In re Cester Ventures, Inc. emphasizes the critical nature of fiduciary duties directors owe to shareholders, particularly in closely held corporations. The court's decision serves as a reminder that the business judgment rule, which often protects directors from liability, has limits—especially when self-dealing and inadequate disclosure are involved. Professors may highlight the balancing act that courts must perform when evaluating directors' decisions against the need for transparency and accountability to shareholders. Students should appreciate the implications of this case on corporate governance and the enforcement of fiduciary duties in situations where minority shareholders are at risk of being marginalized by actions of the board.

Cold Call Prep
  1. 1What fiduciary duties do directors owe to shareholders?
  2. 2Explain the business judgment rule and its exceptions.
  3. 3How did the court determine that self-dealing occurred?
  4. 4In what ways did the directors fail to disclose information properly?
  5. 5Discuss the implications of this case for minority shareholders in closely held corporations.
  6. 6What standard do courts apply to assess breaches of fiduciary duty?
  7. 7How does this case interact with prior rulings in terms of director liability?
Mnemonic Device

DOD - Directors Owe Disclosure.

Distinguish From
CaseDistinction
Smith v.
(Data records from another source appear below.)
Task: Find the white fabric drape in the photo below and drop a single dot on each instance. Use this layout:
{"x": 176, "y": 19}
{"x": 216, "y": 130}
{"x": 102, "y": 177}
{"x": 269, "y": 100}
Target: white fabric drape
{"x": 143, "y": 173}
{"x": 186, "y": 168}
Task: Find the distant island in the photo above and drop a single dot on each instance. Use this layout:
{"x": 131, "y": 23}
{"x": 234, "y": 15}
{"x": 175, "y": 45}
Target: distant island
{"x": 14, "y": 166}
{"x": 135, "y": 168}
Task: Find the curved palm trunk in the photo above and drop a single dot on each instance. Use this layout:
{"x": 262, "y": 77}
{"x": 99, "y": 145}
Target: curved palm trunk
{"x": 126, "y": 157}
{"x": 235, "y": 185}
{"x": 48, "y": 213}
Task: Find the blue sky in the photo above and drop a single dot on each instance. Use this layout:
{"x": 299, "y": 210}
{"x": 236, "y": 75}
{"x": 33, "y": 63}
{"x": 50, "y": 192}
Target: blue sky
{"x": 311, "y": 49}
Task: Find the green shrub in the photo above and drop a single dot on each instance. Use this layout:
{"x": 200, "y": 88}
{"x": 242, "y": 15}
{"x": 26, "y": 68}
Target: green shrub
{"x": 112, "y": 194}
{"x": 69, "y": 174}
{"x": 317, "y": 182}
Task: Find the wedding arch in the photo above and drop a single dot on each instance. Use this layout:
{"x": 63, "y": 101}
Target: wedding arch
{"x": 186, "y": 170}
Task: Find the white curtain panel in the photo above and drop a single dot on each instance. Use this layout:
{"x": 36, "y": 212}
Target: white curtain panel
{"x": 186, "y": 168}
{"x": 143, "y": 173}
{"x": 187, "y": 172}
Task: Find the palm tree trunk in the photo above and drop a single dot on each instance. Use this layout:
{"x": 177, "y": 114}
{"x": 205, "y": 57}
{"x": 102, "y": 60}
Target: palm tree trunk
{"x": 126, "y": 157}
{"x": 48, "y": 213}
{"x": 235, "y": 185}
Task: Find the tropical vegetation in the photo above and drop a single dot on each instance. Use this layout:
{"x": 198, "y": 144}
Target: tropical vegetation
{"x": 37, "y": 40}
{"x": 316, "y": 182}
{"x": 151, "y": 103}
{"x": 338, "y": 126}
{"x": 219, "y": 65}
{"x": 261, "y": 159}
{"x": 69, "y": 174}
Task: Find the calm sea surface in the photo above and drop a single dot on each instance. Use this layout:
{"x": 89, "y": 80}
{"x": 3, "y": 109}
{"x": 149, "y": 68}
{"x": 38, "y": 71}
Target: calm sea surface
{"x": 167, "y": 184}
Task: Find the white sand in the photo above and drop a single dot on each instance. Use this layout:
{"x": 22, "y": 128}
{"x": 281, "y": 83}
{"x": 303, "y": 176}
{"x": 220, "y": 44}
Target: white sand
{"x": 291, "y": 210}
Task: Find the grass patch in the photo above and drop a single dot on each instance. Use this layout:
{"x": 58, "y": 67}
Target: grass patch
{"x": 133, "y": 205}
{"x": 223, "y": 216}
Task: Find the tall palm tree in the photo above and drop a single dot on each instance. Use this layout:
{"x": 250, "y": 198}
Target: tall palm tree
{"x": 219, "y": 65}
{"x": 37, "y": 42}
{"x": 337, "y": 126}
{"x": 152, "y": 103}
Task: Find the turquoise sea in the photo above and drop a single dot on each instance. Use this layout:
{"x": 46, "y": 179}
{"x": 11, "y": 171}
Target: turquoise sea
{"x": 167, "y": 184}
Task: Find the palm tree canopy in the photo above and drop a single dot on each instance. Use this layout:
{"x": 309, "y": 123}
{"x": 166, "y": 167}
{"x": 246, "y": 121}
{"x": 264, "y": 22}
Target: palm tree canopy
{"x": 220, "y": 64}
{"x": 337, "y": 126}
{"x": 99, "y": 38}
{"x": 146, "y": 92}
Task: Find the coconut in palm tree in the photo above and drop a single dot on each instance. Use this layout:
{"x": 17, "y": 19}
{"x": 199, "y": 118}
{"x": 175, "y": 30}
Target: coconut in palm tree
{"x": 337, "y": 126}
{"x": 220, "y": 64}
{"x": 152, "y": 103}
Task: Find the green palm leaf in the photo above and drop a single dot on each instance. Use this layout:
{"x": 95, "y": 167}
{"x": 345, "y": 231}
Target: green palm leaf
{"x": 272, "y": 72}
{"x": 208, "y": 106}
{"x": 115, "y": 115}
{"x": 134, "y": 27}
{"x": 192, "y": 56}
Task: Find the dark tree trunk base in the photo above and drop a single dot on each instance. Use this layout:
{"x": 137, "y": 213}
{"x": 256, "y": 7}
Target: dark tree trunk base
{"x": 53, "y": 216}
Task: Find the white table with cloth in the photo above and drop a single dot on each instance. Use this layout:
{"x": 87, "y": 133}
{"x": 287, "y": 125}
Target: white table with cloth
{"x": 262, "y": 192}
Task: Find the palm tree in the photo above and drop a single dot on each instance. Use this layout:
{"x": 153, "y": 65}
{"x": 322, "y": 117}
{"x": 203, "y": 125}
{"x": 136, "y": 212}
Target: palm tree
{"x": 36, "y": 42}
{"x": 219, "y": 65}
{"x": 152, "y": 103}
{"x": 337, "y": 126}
Van GorkomIn Smith, the court primarily focused on the adequacy of the decision-making process rather than outright self-dealing, whereas in Cester, self-dealing was a central issue.
In re Walt Disney Co. Derivative LitigationDisney involved a discussion of business judgment but did not focus heavily on disclosure issues, contrasting with Cester's emphasis on transparency to shareholders.
Auerbach v. BennettAuerbach dealt with the business judgment rule in the context of board decisions without allegations of self-dealing, unlike the Cester case.
Policy Arguments

For the Rule

Strengthening fiduciary duties holds directors accountable and ensures transparency, enhancing shareholder confidence.

Against the Rule

Imposing strict scrutiny on directors can hinder decision-making and innovation due to fear of liability.

Class Discussion Points
  • How do courts balance the interests of majority versus minority shareholders?
  • What are the practical implications of the ruling on director behavior within closely held corporations?
  • In what ways could the business judgment rule be reformed to address concerns highlighted in this case?
Exam Angle

Exams may test students on the implications of this case regarding the limits of the business judgment rule and the requirements for disclosure by corporate directors. Questions might focus on fact patterns involving allegations of self-dealing and fiduciary breaches.